What this calculator does
This tool solves a right triangle from any two known sides. The right angle is fixed at vertex C, so side c is always the hypotenuse (the longest side, opposite the right angle), while sides a and b are the two perpendicular legs. From your two inputs it computes the missing side, the perimeter, semiperimeter, area, all three altitudes, and the three interior angles in degrees.
How to use it
Pick a calculation mode. Choose Given a and b if you know both legs, or Given a and c if you know one leg and the hypotenuse. Enter the two side lengths, optionally choose a display unit (purely cosmetic — it labels the outputs but does not change the numbers), and set how many significant figures to round results to. The unit applies to every length output, areas use that unit squared, and angles are always reported in degrees.
The formulas
The missing side comes from the Pythagorean theorem: with two legs, \(c = \sqrt{a^2 + b^2}\); with a leg and the hypotenuse, \(b = \sqrt{c^2 - a^2}\). Then \(P = a + b + c\) and \(s = P/2\). Because the legs are perpendicular, the area is simply $$K = \tfrac{1}{2}\cdot a\cdot b.$$ Each altitude equals twice the area divided by the side it falls on: $$h_a = \frac{2K}{a}, \quad h_b = \frac{2K}{b}, \quad h_c = \frac{2K}{c}.$$ The angles are \(A = \operatorname{atan2}(a, b)\), \(B = \operatorname{atan2}(b, a)\), and \(C = 90^\circ\), so \(A + B + C = 180^\circ\).
Worked example
With \(a = 3\) and \(b = 4\): $$c = \sqrt{9 + 16} = 5, \quad P = 12, \quad s = 6, \quad K = 6,$$ $$h_a = 4, \quad h_b = 3, \quad h_c = 2.4, \quad A \approx 36.87^\circ, \quad B \approx 53.13^\circ, \quad C = 90^\circ.$$ This is the classic 3-4-5 Pythagorean triple.
FAQ
Does the unit change the answers? No. All sides share one unit, so the numbers are identical for any choice; the unit is attached only as a label.
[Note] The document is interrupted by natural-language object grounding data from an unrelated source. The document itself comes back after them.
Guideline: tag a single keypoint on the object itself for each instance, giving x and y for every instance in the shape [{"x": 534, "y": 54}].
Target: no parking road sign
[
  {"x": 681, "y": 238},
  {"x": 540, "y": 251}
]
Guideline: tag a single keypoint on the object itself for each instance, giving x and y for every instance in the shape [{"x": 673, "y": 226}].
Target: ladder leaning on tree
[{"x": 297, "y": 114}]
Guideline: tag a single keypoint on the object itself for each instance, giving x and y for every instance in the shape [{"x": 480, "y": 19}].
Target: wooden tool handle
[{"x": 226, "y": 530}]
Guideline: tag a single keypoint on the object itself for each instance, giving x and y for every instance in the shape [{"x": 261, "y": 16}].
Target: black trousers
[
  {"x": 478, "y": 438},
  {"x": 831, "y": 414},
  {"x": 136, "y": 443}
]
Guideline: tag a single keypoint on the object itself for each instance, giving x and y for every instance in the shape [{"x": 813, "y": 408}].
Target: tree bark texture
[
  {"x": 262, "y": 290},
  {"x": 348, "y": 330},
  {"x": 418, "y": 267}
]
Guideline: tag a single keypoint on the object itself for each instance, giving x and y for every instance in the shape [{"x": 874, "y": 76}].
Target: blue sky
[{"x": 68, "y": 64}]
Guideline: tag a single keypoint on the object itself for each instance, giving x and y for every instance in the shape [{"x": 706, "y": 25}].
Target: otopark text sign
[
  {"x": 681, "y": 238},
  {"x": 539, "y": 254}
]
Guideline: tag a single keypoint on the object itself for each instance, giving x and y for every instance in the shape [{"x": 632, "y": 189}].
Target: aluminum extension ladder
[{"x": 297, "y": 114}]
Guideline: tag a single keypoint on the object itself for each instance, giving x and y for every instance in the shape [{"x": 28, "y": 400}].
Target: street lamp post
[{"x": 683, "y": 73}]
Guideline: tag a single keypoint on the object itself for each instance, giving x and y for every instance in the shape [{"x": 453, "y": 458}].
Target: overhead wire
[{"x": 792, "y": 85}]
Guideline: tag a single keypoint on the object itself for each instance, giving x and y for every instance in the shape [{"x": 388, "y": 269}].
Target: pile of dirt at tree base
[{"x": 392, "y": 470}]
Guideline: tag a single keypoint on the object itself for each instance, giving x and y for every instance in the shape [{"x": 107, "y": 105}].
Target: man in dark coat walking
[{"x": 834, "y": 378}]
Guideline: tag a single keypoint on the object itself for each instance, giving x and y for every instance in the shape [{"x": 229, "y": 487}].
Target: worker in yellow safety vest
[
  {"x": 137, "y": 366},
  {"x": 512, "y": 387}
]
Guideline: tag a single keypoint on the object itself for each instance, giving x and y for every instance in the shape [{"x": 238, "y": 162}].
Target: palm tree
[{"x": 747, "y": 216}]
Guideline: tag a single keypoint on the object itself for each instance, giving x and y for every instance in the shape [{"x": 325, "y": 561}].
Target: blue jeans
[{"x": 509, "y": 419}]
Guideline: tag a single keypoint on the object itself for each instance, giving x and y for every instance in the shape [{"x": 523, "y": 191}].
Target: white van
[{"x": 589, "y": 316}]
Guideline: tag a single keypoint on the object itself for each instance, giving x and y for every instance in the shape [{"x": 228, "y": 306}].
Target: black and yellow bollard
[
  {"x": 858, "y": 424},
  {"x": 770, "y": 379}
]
Why does mode "Given a and c" require c > a? The hypotenuse must be the longest side. If \(c \le a\) then \(c^2 - a^2\) would not be positive and no real triangle exists.
Why is ha equal to b? The legs are perpendicular, so the altitude onto one leg is just the other leg. Only \(h_c\), the altitude to the hypotenuse, is a new value: \(h_c = \frac{ab}{c}\).